Syringomyelia is a disorder in which a fluid-filled cyst (called a syrinx) forms within the spinal cord.

If this syrinx enlarges over time, it can damage the spinal cord. It does this by compressing and injuring the nerve fibres that transmit information to and from the brain to the rest of the body. 

Generally, a syrinx develops when the normal flow of cerebrospinal fluid around the spinal cord or lower brain stem is disturbed. When syrinxes affect the brain stem, the condition is called syringobulbia. Symptoms of syringomyelia arise from damage to the spinal cord. Symptoms develop slowly over time. They also vary among individuals according to the position of syrinx formation and the extent of its size. 


Symptoms may include:

  • pain
  • progressive weakness in the arms and legs
  • stiffness in the back, shoulders, neck, arms, or legs
  • headaches
  • loss of sensitivity to pain or hot and cold, especially in the hands,
  • numbness or tingling
  • imbalance
  • loss of bowel and bladder control
  • problems with sexual function
  • In children: a curvature of the spine (scoliosis) may be the only symptom


Syringomyelia may have several possible causes. In most cases it is associated with a condition called Chiari malformation. This is where brain tissue extends through the hole at the bottom of the skull (foramen magnum) and into the spinal canal, obstructing CSF flow.  

Syringomyelia may also be caused by spinal cord injuries, spinal cord tumours, and damage caused by inflammation around the spinal cord.


Your physician will make the diagnosis of syringomyelia after reviewing your medical history and the results of a physical exam focusing on neurological function. The physician will also probably order imaging of the spine or brain.

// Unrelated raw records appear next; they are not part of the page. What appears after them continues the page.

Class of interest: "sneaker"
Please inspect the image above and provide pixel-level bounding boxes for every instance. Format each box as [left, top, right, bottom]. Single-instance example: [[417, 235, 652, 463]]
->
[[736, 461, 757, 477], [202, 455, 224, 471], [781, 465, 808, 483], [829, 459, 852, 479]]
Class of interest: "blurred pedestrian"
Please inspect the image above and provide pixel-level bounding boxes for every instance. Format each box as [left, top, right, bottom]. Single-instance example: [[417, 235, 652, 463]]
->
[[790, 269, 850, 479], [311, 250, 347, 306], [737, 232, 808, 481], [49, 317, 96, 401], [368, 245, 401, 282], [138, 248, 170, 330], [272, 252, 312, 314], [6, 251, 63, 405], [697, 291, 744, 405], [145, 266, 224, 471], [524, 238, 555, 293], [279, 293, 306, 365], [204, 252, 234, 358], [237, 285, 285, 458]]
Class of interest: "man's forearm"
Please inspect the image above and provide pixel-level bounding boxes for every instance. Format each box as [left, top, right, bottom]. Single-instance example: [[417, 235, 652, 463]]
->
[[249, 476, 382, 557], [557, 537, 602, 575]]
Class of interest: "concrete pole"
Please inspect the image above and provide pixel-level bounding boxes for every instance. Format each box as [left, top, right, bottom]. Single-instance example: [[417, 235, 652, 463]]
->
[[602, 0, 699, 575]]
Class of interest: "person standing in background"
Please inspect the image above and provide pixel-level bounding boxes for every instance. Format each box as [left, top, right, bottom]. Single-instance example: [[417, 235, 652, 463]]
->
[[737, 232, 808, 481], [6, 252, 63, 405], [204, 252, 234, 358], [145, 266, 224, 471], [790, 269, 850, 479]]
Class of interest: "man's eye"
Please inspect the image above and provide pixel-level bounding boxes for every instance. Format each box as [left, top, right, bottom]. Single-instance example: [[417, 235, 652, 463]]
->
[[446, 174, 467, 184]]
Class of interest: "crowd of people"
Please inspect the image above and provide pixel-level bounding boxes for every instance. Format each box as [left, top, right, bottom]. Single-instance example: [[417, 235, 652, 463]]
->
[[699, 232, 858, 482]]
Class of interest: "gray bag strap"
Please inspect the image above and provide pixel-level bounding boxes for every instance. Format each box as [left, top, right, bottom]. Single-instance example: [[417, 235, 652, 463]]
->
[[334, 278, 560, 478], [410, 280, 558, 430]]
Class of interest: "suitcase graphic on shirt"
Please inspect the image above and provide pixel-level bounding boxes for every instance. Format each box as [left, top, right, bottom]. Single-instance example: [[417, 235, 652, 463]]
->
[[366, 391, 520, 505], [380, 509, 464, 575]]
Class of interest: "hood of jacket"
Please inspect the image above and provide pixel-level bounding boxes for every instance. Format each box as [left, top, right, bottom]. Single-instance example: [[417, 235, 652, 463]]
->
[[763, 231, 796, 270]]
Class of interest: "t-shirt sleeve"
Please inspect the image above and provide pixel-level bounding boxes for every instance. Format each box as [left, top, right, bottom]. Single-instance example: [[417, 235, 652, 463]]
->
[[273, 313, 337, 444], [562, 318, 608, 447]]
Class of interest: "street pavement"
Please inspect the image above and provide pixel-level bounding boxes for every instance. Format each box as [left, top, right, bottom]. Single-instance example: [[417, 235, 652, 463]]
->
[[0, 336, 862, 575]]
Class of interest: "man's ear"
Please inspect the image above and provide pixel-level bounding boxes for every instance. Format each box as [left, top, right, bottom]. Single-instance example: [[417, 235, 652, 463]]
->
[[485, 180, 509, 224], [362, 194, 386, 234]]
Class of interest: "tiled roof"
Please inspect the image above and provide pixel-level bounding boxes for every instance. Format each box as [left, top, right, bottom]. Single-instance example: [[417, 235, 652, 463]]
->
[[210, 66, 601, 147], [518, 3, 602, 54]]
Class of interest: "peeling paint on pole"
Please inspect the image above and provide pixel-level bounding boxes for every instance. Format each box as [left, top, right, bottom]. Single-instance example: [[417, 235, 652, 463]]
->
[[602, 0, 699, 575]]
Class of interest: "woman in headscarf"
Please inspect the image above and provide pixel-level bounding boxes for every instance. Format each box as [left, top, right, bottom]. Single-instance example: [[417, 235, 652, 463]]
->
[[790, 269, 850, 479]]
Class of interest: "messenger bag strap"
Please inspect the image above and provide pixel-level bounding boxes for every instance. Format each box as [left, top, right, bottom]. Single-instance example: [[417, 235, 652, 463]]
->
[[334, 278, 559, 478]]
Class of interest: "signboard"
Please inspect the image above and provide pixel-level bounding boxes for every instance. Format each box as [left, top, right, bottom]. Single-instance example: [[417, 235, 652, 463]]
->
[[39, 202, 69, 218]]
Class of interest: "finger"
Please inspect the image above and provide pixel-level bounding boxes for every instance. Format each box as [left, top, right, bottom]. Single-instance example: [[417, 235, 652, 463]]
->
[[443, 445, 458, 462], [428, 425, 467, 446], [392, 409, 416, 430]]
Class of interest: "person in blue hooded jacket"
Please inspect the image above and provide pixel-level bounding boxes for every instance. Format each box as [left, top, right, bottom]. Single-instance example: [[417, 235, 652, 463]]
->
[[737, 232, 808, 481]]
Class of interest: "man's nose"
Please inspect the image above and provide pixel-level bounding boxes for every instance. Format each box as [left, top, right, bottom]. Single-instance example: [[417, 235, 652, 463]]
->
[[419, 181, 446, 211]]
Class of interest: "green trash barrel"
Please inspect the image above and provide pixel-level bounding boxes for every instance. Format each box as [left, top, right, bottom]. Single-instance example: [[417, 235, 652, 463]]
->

Sometimes, syringomyelia may be found during diagnostic imaging for another disorder. 

Magnetic resonance imaging (MRI) is the most reliable way to diagnose syringomyelia. Using this test, a physician will determine if there is a syrinx in the spine or another abnormality, such as a tumour. In some cases, the physician may perform a dynamic MRI may to show the flow of fluid around the spinal cord and within the syrinx. 

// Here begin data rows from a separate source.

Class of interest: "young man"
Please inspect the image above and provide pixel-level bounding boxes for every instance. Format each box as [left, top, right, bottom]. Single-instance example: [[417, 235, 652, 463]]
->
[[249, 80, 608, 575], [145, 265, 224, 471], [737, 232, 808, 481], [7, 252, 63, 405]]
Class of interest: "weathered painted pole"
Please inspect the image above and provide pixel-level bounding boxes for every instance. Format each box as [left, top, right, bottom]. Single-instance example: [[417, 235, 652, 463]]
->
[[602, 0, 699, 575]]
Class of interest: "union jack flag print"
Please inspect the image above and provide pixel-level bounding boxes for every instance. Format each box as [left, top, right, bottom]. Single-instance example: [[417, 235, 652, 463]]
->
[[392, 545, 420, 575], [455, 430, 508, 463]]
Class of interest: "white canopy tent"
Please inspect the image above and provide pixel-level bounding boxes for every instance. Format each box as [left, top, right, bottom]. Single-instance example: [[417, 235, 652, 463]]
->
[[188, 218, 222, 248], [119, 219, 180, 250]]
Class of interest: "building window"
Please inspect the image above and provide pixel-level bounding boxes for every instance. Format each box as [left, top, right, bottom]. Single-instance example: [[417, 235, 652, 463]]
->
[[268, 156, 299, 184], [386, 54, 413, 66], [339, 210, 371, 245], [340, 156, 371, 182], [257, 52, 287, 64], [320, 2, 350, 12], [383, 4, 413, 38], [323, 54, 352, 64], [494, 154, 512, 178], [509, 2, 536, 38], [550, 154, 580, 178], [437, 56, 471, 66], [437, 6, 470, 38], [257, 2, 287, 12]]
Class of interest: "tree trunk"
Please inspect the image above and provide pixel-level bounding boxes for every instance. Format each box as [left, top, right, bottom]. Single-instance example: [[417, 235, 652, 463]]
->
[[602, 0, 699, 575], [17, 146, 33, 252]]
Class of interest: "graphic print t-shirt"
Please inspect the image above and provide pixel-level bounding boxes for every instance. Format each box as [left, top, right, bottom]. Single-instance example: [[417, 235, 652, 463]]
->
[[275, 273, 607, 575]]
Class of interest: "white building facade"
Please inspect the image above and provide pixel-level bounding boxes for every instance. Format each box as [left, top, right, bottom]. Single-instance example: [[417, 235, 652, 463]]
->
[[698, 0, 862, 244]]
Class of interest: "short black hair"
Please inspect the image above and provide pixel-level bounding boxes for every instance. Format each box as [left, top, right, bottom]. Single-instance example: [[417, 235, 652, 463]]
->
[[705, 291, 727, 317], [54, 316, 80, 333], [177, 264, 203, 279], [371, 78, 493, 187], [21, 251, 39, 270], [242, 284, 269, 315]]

The type of treatment for syringomyelia depends on the severity and progression of an individual’s symptoms and the underlying cause of the abnormality. In the absence of symptoms, syringomyelia is usually not treated. It may still need to be carefully monitored for progression by periodic clinical and radiological reviews. People with an associated Chiari malformation are prone to experience headaches with straining. 

Surgical Treatment

Surgery is usually recommended for individuals with symptomatic or progressive syringomyelia.  There are two general forms of treatment: restoration of normal CSF flow around the spinal cord and direct drainage of the syrinx. The type of treatment depends on what is causing the symptoms. It can include:

  • treating the Chiari malformation
  • preventing a syrinx from forming or expanding after an injury
  • surgical removal of obstructions such as scar tissue, a bone from the spinal canal, or tumours
  • draining the syrinx especially if there is no associated Chiari malformation or tumour

All can help restore the normal flow of CSF. 

Medical Treatment

Medications such as gabapentin (Neurontin) may help decrease the painful sensation of the shoulders and arms that frequently occur with syringomyelia. Sometimes syringomyelia can recur even after surgery. Regular medical check-ups with the physician, including periodic scans, to assess surgery outcome is needed. The syrinx may regrow over time and would require additional treatment. Even after treatment, some signs and symptoms of syringomyelia can remain. This is because a syrinx can cause permanent spinal cord and nerve damage.

Research into this condition

Some critical research is taking place in this field. 

The National Institute of Neurological Disorders and Stroke (NINDS) is conducting studies to better understand the role of genetic factors in Chiari I malformation. This is the most common cause of syringomyelia. The research focuses on identifying the gene(s) responsible for the malformation in individuals with a Chiari malformation who also have a family member with either the abnormality or syringomyelia. 

Studies to learn how and when certain birth defects occur is also underway. This is focused on those defects associated with brain malformations that cause syringomyelia during fetal development.  It is worth mentioning that the use of folic acid dietary supplements during pregnancy has been found to reduce the risk of birth defects of the brain and spinal cord, including malformations of the skull, brain and spine.